Question 6: What are the ways to determine the restructuring of investors?
According to the practice of bankruptcy reorganization of enterprises in various parts of China, the methods of identifying investors in reorganization proceedings include, but are not limited:
1. debtors or contributors to find restructuring investors on their own, this approach is more common in the pre-reorganization system;
2., the government departments, creditors and other entities recommend the intention to restructure the investors, and the managers carry out consultation and negotiation with them one by one, and finally determine the investors;
3. public recruitment of restructuring investors has gradually developed into the main way for many restructuring enterprises to identify investors.
Question 7: How to determine the restructuring investors through consultation?
1., for the debtor to manage its own property and business affairs, since the debtor has the best knowledge of the business development of the enterprise, in order to improve the efficiency of reorganization, the debtor may give priority to the introduction of reorganization investors through consultation. However, if the debtor is unable to propose a feasible plan for debt settlement and subsequent operations within a reasonable period of time, the administrator shall openly recruit restructuring investors from the public.

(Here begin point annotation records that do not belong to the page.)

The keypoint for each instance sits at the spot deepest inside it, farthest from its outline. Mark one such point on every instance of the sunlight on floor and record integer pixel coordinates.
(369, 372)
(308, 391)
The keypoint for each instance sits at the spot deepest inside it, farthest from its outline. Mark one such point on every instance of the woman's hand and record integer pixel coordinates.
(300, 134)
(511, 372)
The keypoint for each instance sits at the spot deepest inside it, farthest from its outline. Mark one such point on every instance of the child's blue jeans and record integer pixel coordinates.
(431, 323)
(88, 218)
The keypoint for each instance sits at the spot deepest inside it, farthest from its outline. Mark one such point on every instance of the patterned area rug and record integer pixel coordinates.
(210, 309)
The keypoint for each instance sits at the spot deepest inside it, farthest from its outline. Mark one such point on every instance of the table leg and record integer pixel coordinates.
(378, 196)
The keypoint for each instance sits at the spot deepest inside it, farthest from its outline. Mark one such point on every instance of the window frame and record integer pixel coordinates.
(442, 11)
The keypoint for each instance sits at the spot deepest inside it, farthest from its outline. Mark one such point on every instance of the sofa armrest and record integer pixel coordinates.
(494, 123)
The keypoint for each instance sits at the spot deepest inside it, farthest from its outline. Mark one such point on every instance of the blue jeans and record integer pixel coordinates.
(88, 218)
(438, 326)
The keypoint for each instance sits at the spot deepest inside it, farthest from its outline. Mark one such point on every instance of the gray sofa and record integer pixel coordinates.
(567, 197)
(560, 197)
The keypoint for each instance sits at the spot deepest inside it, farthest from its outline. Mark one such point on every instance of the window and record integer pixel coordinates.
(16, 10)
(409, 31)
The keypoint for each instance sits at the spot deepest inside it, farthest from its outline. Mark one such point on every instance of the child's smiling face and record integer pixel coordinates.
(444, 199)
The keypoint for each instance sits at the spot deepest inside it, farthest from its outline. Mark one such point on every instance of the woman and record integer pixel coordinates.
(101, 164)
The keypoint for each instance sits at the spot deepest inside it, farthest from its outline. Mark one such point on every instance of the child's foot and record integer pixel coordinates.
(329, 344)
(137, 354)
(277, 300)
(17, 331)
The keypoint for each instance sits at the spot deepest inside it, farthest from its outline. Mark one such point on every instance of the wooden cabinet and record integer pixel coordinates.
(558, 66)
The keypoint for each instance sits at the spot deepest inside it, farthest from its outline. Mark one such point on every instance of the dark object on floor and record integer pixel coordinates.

2. in the case of the manager is responsible for the management of property and business affairs, in principle, the manager should openly recruit restructuring investors to the public. At the same time, based on efficiency considerations, with the consent of the creditors' meeting or the creditors' committee, the administrator may determine the reorganization investor by consultation in the following circumstances:
1. The debtor and the intended investor have initially formed a feasible debt settlement plan and an adjustment plan for the rights and interests of the investor during the period of pre-reorganization or the debtor's own operation and management;
2. At the time of the acceptance of the reorganization application, the debtor has identified the intended investor, the intended investor has continued to provide co-beneficial funds for the debtor's continued business, the compensation of employee claims, and the debtor has formulated a feasible debt settlement and investor equity adjustment plan;
3. The value of the reorganization may be lost sharply and the reorganization investor needs to be identified as soon as possible;
4. There are other circumstances that are not suitable for public recruitment of restructuring investors, and the consent of the creditors' meeting or the creditors' committee is obtained.
Question 8: What is the recruitment of investors?

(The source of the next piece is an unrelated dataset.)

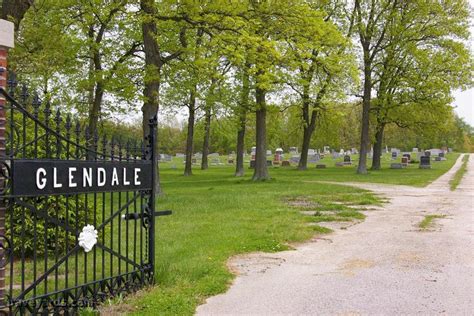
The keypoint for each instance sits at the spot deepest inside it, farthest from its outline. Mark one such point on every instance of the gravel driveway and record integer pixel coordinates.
(383, 266)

Recruiting investors is a general term for disclosing debtor information, disclosing information, and attracting investors to compete for and participate in restructuring investment activities.
Question 9: When will the investor recruitment process be initiated?

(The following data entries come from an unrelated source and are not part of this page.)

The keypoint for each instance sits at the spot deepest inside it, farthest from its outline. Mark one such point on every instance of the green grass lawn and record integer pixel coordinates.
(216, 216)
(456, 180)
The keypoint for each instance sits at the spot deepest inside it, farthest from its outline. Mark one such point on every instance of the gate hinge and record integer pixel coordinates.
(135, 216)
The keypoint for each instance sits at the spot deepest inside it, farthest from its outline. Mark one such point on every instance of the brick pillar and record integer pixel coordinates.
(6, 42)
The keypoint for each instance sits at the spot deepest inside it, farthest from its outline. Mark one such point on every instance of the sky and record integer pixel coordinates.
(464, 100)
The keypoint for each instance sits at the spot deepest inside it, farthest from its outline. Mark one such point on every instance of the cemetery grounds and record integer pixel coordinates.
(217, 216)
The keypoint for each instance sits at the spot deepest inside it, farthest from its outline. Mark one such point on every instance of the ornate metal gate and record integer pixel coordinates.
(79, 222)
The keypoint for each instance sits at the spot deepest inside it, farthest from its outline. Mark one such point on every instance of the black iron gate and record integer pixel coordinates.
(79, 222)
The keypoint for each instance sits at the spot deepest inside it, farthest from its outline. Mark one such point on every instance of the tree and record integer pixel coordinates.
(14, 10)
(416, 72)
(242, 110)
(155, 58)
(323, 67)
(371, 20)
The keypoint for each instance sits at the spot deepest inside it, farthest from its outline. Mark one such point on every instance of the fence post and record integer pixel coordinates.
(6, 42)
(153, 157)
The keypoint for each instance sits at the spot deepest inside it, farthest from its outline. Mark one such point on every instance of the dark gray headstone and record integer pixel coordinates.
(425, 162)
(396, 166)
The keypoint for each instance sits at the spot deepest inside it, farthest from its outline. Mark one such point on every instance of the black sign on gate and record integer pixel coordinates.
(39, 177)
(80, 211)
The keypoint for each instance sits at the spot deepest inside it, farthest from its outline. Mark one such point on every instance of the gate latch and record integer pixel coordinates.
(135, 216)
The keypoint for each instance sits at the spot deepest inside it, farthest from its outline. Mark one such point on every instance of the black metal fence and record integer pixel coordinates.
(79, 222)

If the manager publicly recruits reorganization investors, it shall start in time after the completion of the debtor's audit and asset evaluation; the manager may also start the public recruitment in advance according to the actual situation of the reorganization case. Where a decision is made to reorganize the debtor after the acceptance of bankruptcy liquidation and before the debtor is declared bankrupt, the administrator shall recruit reorganization investors within a reasonable period of time from the date of the reorganization decision. The same applies to pre-reorganization before entering into judicial proceedings and to the pre-reorganization stage before entering into insolvency reorganization proceedings after liquidation.
Question 10: Who recruited the restructuring investors?
According to Articles 70 and 80 of the the People's Republic of China Enterprise Bankruptcy Law, reorganization investors may be introduced by the debtor or administrator through consultation and public recruitment, or may be recommend by creditors.